日銀追加緩和観測がくすぶる中、米ドル/円の上放れを予想する声が多い。たびたび強調してきたように、日銀追加緩和があっても、質にしても量にしても限られるから、果たしてそれがQQE(量的・質的緩和)と言えるかどうか、疑問である。仮にそうであれば、インパクトは限定的で、米ドル/円の頭の重さを修正できない公算が大きい。
■目先は追加緩和観測自体が米ドル/円の下支えに
もっとも、安倍首相が打ち出した「新三本の矢」政策には、金融緩和政策や2%インフレターゲットが入っていなかった。これは事実上、経済政策の失敗を認めたのかどうかは別問題だとしても、政策運営の転換を図っていることは確かだ。
換言すれば、日銀も政府も従来の目標を達成するには相当時間がかかることを認めており、QQE3(量的・質的緩和策第3弾)を打ち出す可能性は必ずしも高くないと言える。

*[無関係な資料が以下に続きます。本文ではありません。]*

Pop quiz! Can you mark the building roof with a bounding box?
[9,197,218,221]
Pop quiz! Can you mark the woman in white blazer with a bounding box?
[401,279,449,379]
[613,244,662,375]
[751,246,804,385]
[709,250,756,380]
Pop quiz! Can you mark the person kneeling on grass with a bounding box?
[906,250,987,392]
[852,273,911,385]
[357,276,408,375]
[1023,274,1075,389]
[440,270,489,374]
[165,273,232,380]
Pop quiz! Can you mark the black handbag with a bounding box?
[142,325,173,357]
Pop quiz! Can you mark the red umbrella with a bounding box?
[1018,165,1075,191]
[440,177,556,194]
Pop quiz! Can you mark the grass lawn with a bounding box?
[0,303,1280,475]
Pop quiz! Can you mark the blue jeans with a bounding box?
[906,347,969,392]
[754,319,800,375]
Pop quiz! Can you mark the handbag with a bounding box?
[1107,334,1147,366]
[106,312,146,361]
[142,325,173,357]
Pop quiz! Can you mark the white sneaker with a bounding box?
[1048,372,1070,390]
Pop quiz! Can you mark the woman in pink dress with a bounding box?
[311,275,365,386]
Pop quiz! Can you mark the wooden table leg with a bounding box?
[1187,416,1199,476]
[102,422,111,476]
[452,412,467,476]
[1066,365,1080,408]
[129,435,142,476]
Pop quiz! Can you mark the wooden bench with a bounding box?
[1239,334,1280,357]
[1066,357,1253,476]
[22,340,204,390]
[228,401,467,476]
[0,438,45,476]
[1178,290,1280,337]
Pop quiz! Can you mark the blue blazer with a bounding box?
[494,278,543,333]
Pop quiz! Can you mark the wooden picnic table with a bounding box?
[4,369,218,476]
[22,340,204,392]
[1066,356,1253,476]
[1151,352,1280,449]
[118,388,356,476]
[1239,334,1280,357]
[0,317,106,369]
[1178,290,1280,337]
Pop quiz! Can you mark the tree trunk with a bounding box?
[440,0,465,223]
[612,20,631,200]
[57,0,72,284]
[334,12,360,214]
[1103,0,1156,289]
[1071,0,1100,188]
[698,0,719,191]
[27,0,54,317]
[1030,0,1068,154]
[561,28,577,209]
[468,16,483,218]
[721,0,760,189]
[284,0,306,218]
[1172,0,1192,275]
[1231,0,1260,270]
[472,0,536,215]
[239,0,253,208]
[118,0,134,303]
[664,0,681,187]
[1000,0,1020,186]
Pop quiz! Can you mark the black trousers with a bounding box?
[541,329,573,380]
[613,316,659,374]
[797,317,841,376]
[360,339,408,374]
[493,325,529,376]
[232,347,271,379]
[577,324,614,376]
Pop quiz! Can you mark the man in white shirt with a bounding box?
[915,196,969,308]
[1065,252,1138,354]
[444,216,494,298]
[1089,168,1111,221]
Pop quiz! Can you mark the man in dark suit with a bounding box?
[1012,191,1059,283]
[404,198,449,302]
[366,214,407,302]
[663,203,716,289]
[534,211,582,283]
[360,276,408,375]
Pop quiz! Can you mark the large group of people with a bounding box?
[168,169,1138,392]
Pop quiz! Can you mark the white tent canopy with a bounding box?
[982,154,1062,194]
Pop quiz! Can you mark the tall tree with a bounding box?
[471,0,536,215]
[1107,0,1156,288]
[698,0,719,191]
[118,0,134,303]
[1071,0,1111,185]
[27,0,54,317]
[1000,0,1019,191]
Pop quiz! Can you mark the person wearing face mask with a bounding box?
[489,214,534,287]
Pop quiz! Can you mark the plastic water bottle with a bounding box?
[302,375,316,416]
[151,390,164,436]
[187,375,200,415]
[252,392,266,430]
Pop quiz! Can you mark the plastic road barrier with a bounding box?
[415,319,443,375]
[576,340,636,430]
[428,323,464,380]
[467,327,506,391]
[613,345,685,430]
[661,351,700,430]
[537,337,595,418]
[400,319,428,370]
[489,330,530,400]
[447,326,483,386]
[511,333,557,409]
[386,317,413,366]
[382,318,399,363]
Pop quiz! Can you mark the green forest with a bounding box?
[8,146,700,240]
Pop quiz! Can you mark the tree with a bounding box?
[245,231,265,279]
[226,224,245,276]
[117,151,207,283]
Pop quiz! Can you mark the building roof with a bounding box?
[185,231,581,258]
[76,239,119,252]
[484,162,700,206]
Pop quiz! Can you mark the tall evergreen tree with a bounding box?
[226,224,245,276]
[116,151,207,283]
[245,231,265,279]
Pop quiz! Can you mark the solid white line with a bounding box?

追加量的緩和どころか、国債市場の状況に照らして考えると、そろそろ日銀の出口政策も語らないといけない時期が来てもおかしくないだろう。
このあたりの話はまた次回に譲るが、目先は追加緩和に対する期待がなお強いことを記しておきたい。思惑が完全に否定されるまで、追加緩和観測自体が米ドル/円の下支えになっていることを否定できないから、しばらくは小康状況の継続を有力視。市況はいかに。